Los hombres soltaron gritos y exclamaciones de júbilo y abandonaron sus tareas para dirigirse al costado de la nao y observar aquellas gigantescas cumbres. Una pequeña isla se destacaba frente a nosotros. Guacoa viró para ingresar por una escondida abertura entre la isla y la costa y, al punto, doblando un recodo rocoso sobre el que destacaba una ermita, entramos en una hermosa bahía de aguas color turquesa con una bella playa en forma de concha marina tras la cual se descubría un villorrio formado por filas de casas bajas hechas con bejuco y paja. Alrededor de las casas había un llano muy amplio y, después, la selva virgen, espeso y cerrado manto verde que ascendía presurosamente por las faldas de las montañas hasta las inmensas cumbres nevadas que rodeaban Santa Marta.
Mi padre, que ya me había tomado un cierto aprecio, se acercó hasta mí y puso su mano en mi hombro.

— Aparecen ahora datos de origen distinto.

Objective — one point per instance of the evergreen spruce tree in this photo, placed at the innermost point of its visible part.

—Esa pequeña isla que acabamos de pasar es el Morro. Esta bahía en la que nos hallamos es la Caldera. Esas montañas que Guacoa ha llamado U'munukunu son la Sierra Nevada. Ése de allí —dijo señalando la desembocadura de un río que, bajando desde la sierra, se veía a la derecha del pueblo— es el Manzanares, que corre en dirección suroeste, bautizado así por uno de Madrid que pasó hace años por estas tierras. Como estamos en la estación seca, viene poco crecido, pero ya lo verás en sazón en los meses que van de junio a octubre, durante la temporada de lluvias. Pronto visitarás las ciénagas y los pantanos que se encuentran al otro lado del Manzanares. Son los más grandes del mundo. Esta ciudad, hijo, es la primera ciudad que se fundó en el Nuevo Mundo. Cumaná dice serlo, pero yerra. La primera fue Santa Marta, en el año de mil y quinientos y veinticinco, por el conquistador Rodrigo de Bastidas. Antes éramos más vecinos pero, tras tanto asalto pirata, sólo quedamos sesenta. —Mi padre pareció enfadarse mucho de repente—. ¿Sabes...? Santa Marta ha sido incendiada y arrasada en numerosas ocasiones por piratas ingleses. Hace sólo cinco años, el corsario Francis Drake atracó aquí, en la Caldera, saqueó el pueblo y le prendió fuego. Sólo mi casa y la del gobernador permanecieron en pie. Aún no nos habíamos recuperado del desastre cuando, poco después, ese mismo año, recibimos la desagradable visita de Anthony Shirley, otro maldito inglés que nos robó lo poco de valor que nos quedaba.
Avanzando en línea recta y recogiendo velas, la Chacona enfiló hacia el muelle, donde había otros dos barcos atracados (una carabela y una carraca), y todos nos dispusimos para las maniobras de acercamiento. La gente del pueblo comenzó a llegarse hasta la playa en pequeños grupos.